Les pros du Mice cochent le 15 mai sur leur agenda

A l'issue de l'allocution du 31 mars d'Emmanuel Macron, l'Union des métiers de l'événement (Unimev) a immédiatement pris date pour un 15 mai présenté comme le départ d'un processus de détente des contraintes sanitaires.

"Dès la mi-mai, nous recommencerons à ouvrir, avec des règles strictes, certains lieux de culture. Nous autoriserons sous conditions l’ouverture de terrasses et nous allons bâtir entre la mi-mai et le début de l’été, un calendrier de réouverture progressive pour la culture, le sport, les loisirs, l’événementiel, les cafés et restaurants."
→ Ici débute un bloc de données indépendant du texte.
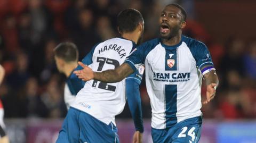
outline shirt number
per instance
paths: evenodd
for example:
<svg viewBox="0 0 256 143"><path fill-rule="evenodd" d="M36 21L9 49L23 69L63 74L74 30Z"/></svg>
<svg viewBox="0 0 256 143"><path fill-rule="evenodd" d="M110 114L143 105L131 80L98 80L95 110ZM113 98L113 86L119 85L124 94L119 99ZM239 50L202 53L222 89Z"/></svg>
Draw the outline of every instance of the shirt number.
<svg viewBox="0 0 256 143"><path fill-rule="evenodd" d="M103 57L97 57L97 62L99 62L99 66L98 67L97 71L101 71L103 66L105 64L113 65L115 66L115 68L118 67L120 65L117 60ZM98 82L99 81L94 80L92 82L92 87L96 87ZM116 87L108 85L107 83L100 82L98 88L109 91L116 91Z"/></svg>

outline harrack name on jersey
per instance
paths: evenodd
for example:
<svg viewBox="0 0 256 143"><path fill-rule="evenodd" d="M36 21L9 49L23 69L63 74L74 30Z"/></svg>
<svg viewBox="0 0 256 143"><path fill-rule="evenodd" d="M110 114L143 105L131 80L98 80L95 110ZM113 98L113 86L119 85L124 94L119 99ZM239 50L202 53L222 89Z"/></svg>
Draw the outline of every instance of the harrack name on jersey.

C'est en toute fin de son allocution qu'Emmanuel Macron a annoncé ce processus de reprise, à partir de la mi-mai, d'un certain nombre d'activités, mais ça n'a pas échappé au professionnel du Mice (et de l'event plus généralement), notamment l'Unimev, qui déclare prendre acte "de cet horizon de réouverture pour l’événementiel".

Y voyant "enfin une lumière au bout du tunnel (...) rendu(e) possible par l’intensification d’une vaccination de masse", l'association professionnelle se dit "prête à coconstruire les conditions (d') une réouverture complète d’ici l’été, même par étapes, avec des jauges et sous conditions strictes."

Comme échaudée par l'expérience frustrante d'échéances sans cesse repoussées depuis un an, l'Unimev reste cependant très prudente quand elle déclare : "cet horizon devra être tenu car il faut en finir avec les faux espoirs. Nous avons besoin dès à présent de pouvoir donner de la visibilité à l’ensemble de la filière et aux clients de ces rencontres.

Circonspection

On frise la circonspection et c'est bien normal, pour au moins deux raisons. D'abord, ce besoin d'anticipation qui resserre le calendrier à l'extrême, au moins pour les événements professionnels. En effet, il faut un minimum de quatre semaines entre le feu vert à l'organisation d'un event professionnel et sa tenue effective - du moins pour les événements d'une jauge d'une centaine de personnes ou plus. Traduction : si, dans cette reprise graduelle, le "go" gouvernemental est donné après début juin, autant miser sur des reports en septembre, le mois de juillet étant peu propice aux événements professionnels.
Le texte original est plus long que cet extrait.